Dusting holes, resting and preaning places, eating living feeds (grass,bugs,worms,) are somethings, plus chickens are a flock bird and love to cruise around together....open the door on the coop, and when they realize what's out there, they will be waiting daily for their freedom.

bigzio
 
I'm not really thinking about going into business, but I don't want to spend that much money every time we need some eggs! And I don't want to resort to eggs from caged chickens, either.

Come on, little eggs! Hoping more than ever that they hatch.

Tom
 
Well, your own "cage-free" eggs, if they're really from free-ranging hens, are a lot better than the ones marketed as "cage free" by the big egg producers in the grocery store!!! My understanding is that the designation simply means the hens are not in the traditional egg-farm set-up of stacked miniscule wire cages.... but in most cases they're still crowded into huge indoor barns with no sunlight, little space, and definitely no free-ranging.

Guage your market. How educated are they about this stuff? Around here, people are getting saavy enough to want not just "cage-free" but "pastured" or "free range" or "from hens who forage in grass and sun" or something like that. I'd say put "cage free" but also a description of what your hens life is really like, so folks know. I know that on the few occasions when I've had to buy eggs (lazy girls!!) I have sought out the one store that sells local eggs from hens who actually run around outside.

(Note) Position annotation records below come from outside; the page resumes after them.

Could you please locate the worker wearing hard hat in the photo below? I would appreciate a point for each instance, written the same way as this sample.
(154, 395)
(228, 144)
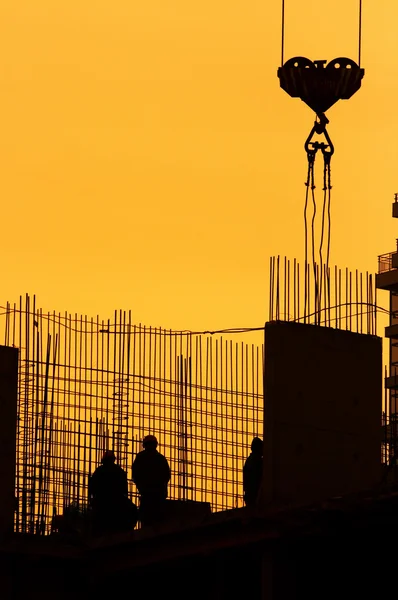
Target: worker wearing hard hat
(151, 475)
(252, 472)
(108, 497)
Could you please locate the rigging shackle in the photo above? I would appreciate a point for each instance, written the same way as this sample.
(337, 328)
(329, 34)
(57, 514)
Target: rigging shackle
(311, 147)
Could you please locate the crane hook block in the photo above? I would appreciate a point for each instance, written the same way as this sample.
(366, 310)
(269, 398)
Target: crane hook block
(318, 84)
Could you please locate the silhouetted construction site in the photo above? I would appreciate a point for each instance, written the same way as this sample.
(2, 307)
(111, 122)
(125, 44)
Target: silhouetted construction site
(86, 385)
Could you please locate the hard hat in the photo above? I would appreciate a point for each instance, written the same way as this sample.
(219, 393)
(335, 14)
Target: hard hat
(108, 455)
(149, 439)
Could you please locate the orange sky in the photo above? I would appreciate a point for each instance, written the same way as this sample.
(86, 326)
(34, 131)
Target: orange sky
(149, 159)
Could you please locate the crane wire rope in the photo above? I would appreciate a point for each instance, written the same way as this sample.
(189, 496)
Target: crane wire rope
(307, 184)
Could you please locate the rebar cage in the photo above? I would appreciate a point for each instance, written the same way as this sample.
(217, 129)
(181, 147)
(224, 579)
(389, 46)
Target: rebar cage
(86, 385)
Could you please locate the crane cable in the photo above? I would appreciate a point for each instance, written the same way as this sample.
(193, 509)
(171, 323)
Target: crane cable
(311, 148)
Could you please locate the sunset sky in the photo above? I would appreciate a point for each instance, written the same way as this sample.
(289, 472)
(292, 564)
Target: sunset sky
(149, 159)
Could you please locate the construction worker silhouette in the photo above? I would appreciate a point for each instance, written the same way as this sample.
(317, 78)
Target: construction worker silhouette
(252, 472)
(151, 474)
(108, 497)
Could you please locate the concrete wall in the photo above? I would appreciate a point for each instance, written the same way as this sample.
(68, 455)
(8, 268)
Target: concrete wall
(323, 391)
(8, 421)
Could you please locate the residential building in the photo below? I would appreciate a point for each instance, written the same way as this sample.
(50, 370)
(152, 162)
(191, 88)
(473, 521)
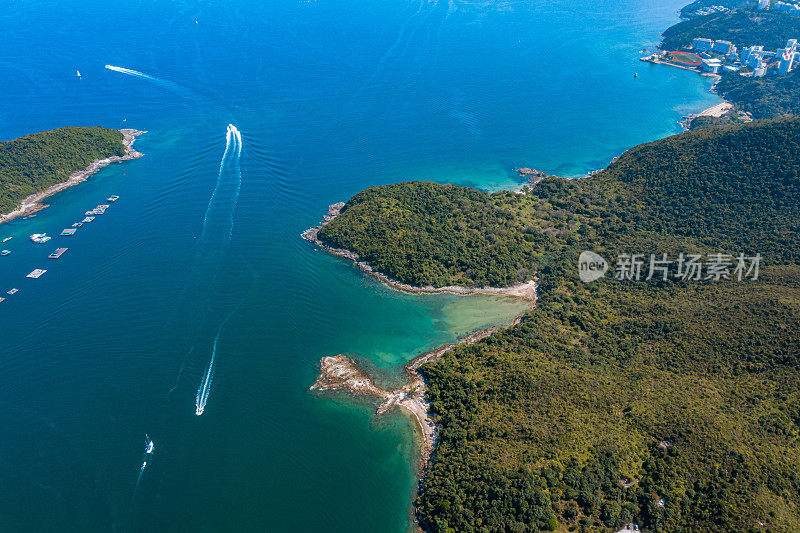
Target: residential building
(747, 50)
(702, 44)
(723, 47)
(711, 65)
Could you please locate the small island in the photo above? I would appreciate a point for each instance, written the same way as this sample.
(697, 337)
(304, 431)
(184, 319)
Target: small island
(667, 402)
(39, 165)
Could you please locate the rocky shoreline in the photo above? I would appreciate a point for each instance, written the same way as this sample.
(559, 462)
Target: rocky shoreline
(525, 291)
(32, 203)
(341, 373)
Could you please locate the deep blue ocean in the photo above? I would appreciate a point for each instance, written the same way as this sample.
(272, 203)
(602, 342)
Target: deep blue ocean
(201, 257)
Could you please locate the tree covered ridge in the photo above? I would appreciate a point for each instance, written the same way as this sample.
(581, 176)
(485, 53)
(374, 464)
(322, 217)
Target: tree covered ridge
(734, 188)
(429, 234)
(675, 405)
(31, 163)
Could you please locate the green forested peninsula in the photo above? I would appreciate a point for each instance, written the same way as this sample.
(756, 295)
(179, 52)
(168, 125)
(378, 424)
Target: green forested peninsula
(672, 404)
(34, 162)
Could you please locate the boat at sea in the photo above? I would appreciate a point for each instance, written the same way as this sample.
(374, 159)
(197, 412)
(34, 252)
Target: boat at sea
(148, 450)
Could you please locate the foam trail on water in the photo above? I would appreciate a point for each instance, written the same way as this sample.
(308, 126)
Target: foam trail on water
(183, 91)
(238, 140)
(228, 140)
(233, 146)
(131, 72)
(180, 371)
(205, 386)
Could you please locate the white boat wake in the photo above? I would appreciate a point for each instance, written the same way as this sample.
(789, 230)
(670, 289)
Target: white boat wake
(233, 146)
(172, 86)
(205, 386)
(131, 72)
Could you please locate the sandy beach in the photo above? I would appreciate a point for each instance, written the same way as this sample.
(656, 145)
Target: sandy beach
(32, 203)
(339, 372)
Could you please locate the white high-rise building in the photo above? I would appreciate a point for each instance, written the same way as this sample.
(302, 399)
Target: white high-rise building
(787, 61)
(702, 44)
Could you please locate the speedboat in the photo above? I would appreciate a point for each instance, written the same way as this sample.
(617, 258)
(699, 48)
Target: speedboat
(148, 450)
(40, 238)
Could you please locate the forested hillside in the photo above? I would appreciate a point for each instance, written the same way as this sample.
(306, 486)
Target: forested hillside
(673, 404)
(34, 162)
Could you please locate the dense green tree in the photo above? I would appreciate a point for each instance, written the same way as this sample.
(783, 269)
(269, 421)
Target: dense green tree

Even really mainstream magazines like Cooking Light have been running articles about the egg-carton labels and what they mean, so I think that people are becoming more educated about it, however slowly.
 
Seachick is right about the whole designation/labeling thing. "Free range" can mean anything from tradtional free ranging to paddock rearing to barn rearing with a tiny door to an outside yard.

There are some people who are purist enough to buy the high dollar eggs - but not many. If you look at just the numbers on the shelf, most people are still unwilling to pay $5 or more per dozen for eggs. There are a hundred dozen "regular" eggs for each dozen of the "purist" product.

I see self-production coming to the fore in the future, although I doubt it will supplant the commercial product anytime soon. It's still true that economy of scale in the commercial caged egg business will win out, most of the time.